In this section, the memory size and block size of data cache memory of a Nios V/g processor will be discovered. A simple program traversing a vector of bytes (V) is used to achieve this goal.

The steps to follow in this hands-on activity are described in the following paragraphs.

- Take the files for the source code of the benchmark used in Parts I, II and III. Reduce the number of iterations (ITERATIONS) of the main program from 1000000 to 50000 (file: lab2\_part1\_2\_3\_main.s).
- Modify as shown below the source code of Fibonacci subroutine (lab2\_part1\_2\_3\_fibo.s). This modification simply traverses a V vector of bytes. The lw and sw instructions to manage the stack should be also modified.

```
Modification of lab2_part1_2_3_fibo.s file for Part IV

...
add s4, zero, zero /* s4 is a counter */
la s5, X /* s5 points to X: 1024, 2048, 4096, 8192, 16384, 32768, 65536 */
la s6, V /* s6 points to V vector */
LOOP:
bge s4, s5, STOP /* loop ends when s5 >= s4 */
add s7, s6, s4 /* next memory address is obtained */
lb zero, O(s7) /* V vector is accessed but data is not saved in register */
addi s4, s4, P /* P, data stride, increments V pointer by: 1,2,4,...,64 */
j LOOP
...
.data
V:
.skip 65536
...
```

Note that in the code above there are two parameters that need values to be assigned: X and P. X represents the number of elements of the V vector that are accessed with P data stride. P represents the number of elements of the V vector that are in memory between two successive memory accesses using the P instruction.
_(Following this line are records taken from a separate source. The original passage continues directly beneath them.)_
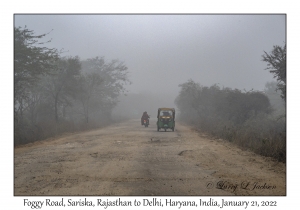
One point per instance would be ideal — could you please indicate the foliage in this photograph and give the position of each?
(276, 62)
(240, 117)
(56, 94)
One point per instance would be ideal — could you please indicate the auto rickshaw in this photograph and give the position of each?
(165, 119)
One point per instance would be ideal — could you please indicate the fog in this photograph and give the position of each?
(163, 51)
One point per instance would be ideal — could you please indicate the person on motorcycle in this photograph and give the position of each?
(145, 117)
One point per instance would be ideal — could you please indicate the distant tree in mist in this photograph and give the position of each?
(112, 77)
(200, 104)
(88, 89)
(61, 84)
(276, 62)
(31, 61)
(243, 117)
(54, 94)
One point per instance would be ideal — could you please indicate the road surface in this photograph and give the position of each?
(129, 159)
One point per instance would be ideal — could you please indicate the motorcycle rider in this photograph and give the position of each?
(145, 117)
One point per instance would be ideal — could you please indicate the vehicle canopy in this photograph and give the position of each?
(166, 112)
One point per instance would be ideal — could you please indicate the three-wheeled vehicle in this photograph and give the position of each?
(165, 119)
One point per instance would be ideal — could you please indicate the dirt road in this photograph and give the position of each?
(128, 159)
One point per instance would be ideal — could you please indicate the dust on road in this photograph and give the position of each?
(128, 159)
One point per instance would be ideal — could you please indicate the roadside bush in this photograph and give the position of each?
(244, 118)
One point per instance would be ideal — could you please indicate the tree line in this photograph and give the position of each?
(243, 117)
(55, 94)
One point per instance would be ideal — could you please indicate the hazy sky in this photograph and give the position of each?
(163, 51)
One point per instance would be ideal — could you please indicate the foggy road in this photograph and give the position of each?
(129, 159)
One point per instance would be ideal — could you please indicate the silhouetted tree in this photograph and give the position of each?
(276, 62)
(61, 85)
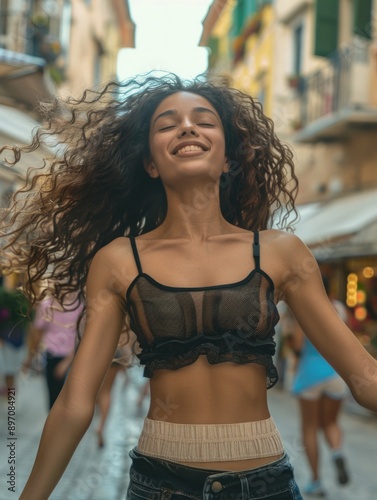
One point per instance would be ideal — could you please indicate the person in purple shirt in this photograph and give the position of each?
(55, 331)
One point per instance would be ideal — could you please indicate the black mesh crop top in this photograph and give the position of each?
(234, 322)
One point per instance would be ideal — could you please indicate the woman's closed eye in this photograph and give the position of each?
(166, 127)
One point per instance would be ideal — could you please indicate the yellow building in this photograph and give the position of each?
(243, 48)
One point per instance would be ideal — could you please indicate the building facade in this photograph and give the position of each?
(52, 48)
(313, 65)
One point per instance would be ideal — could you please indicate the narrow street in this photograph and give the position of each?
(102, 474)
A new parameter called E is defined. It represents the number of elements of the  $\mathbb V$  vector actually accessed with the 1b instruction. The following equation is valid,  $X = P \times E$ . This equation calculates the number of vector elements that are copied to data cache memory.

Table 2: Runtime measurements for discovering the microarchitecture of data cache. E is the number of memory accesses. P is data stride.
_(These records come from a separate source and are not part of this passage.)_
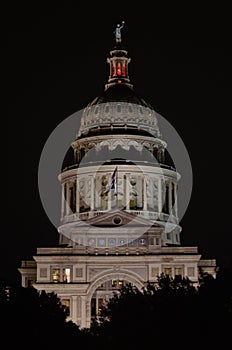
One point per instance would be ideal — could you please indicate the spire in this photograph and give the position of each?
(118, 61)
(117, 32)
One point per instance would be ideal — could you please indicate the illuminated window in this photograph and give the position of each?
(66, 302)
(132, 241)
(100, 306)
(168, 271)
(56, 275)
(114, 69)
(119, 72)
(120, 283)
(112, 241)
(190, 271)
(43, 272)
(79, 272)
(114, 283)
(178, 271)
(169, 236)
(142, 241)
(101, 242)
(66, 275)
(124, 69)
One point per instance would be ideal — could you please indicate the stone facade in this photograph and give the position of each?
(119, 212)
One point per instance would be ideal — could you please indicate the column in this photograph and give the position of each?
(109, 193)
(77, 197)
(92, 207)
(144, 193)
(74, 308)
(83, 316)
(127, 192)
(175, 197)
(67, 198)
(160, 204)
(170, 198)
(62, 200)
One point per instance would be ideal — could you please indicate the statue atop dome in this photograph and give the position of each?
(117, 32)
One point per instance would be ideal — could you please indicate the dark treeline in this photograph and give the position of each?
(172, 313)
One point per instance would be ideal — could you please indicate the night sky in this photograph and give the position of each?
(56, 64)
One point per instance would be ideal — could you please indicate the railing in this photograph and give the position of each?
(149, 215)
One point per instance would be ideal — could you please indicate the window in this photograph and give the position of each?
(154, 271)
(61, 275)
(118, 108)
(55, 275)
(114, 283)
(79, 272)
(43, 272)
(132, 241)
(142, 241)
(112, 241)
(122, 241)
(66, 275)
(190, 271)
(66, 302)
(101, 242)
(178, 271)
(168, 271)
(100, 306)
(119, 72)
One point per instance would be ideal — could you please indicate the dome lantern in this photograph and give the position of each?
(118, 61)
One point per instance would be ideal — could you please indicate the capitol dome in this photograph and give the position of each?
(119, 107)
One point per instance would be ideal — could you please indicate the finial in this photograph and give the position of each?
(117, 32)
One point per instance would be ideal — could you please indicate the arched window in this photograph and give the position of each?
(119, 71)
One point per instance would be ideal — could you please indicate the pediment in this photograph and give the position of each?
(119, 218)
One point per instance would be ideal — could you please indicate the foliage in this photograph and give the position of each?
(170, 313)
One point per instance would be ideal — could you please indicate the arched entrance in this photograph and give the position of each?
(103, 288)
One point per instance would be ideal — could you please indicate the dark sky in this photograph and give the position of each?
(56, 64)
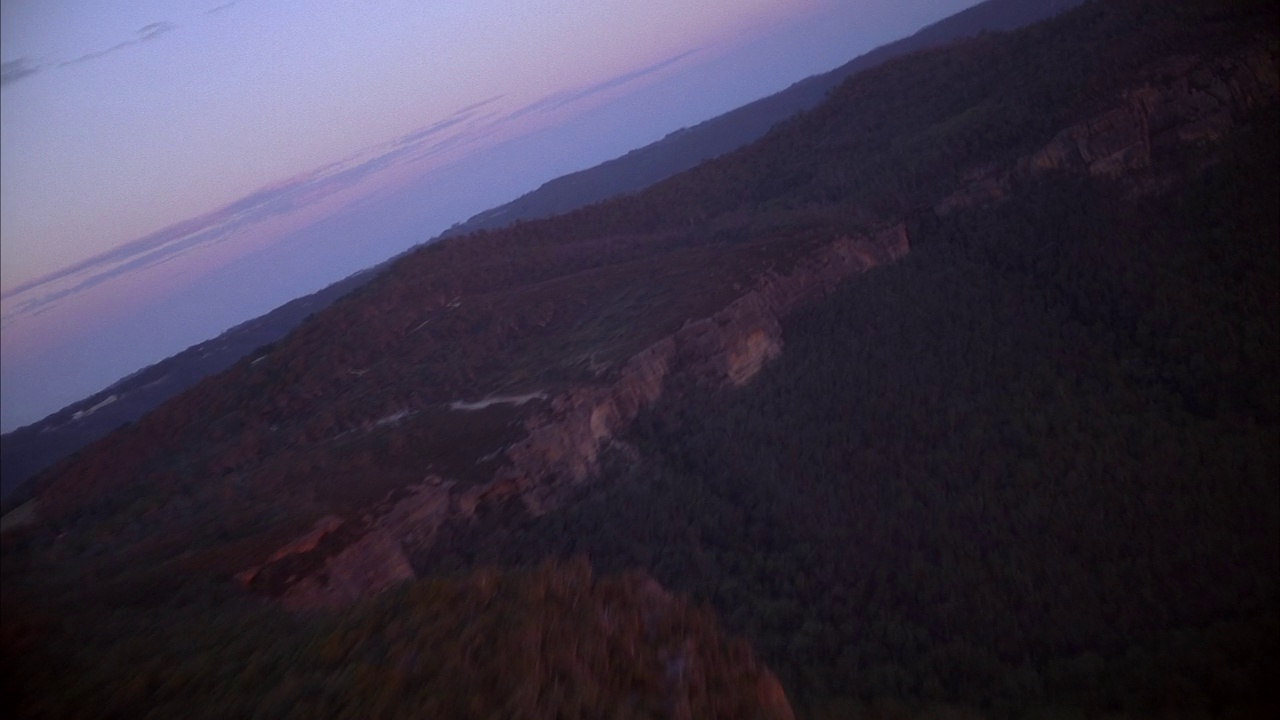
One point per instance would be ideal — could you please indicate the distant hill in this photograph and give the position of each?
(686, 147)
(954, 396)
(31, 449)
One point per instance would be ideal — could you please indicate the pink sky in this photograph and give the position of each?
(150, 146)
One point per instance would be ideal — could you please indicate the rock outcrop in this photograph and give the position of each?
(339, 561)
(1184, 101)
(726, 349)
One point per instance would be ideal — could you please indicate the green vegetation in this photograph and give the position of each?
(549, 643)
(1033, 465)
(1029, 470)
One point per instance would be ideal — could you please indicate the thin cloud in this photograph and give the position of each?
(222, 8)
(154, 31)
(17, 69)
(145, 35)
(567, 96)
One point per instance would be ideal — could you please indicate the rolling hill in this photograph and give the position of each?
(952, 396)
|      | E=1024 | E=2048 | E = 4096 | E = 8192 | E=16384 |
|------|--------|--------|----------|----------|---------|
| P=1  |        |        |          |          |         |
| P=2  |        |        |          |          |         |
| P=4  |        |        |          |          |         |
| P=8  |        |        |          |          |         |
| P=16 |        |        |          |          |         |
| P=32 |        |        |          |          |         |
| P=64 |        |        |          |          |         |

• Now, Table 2 will be filled in with values of execution times obtained in the same way as in the previous activities, measuring the execution times of the benchmark program. The configuration file for the FPGA is named: DEO\_Nano\_Basic\_Computer\_23jul24.sof, which integrates a Nios V/g soft processor and a SDRAM memory controller. A Makefile file has been prepared to automatize this process.

```
# USB connection to DEO-Nano board is tested
$ jtagconfig.exe
# compile and link: lab2_part1_2_3_main.elf is generated
$ make
# configure the FPGA
$ make configure
# save the *.elf program in main memory
$ make download
# shows results on screen
$ juart_terminal.exe
```

The execution times are mostly due to the 1b instruction that accesses to part of the elements of the V vector with P data stride. For each measure, the program should be executed after modifying the value

for X and the value for P assuring that  $X = P \times E$ . The value for X is introduced in the instruction: la s5, X; X=1024, 2048, 4096, 8192, 16384, 32768, 65536. The value for P is introduced in the instruction: addi s4, s4, P; P= 1,2,4,8,16,32,64.

## Question 6. Using the values in Table 2, discover the memory size and block size of Nios V/g's data cache.

Note that when X is doubled, i.e., E is doubled for the same P, the execution time usually is doubled. However, for each P, there is one transition from X to  $2\times X$  that this is not true. This case determines the cache size.

Additionally, for the same column of Table 2, the execution time increases as P increases. However, after a given value for P, the execution time remains constant when the data cache is overflowed. This case determines the block size.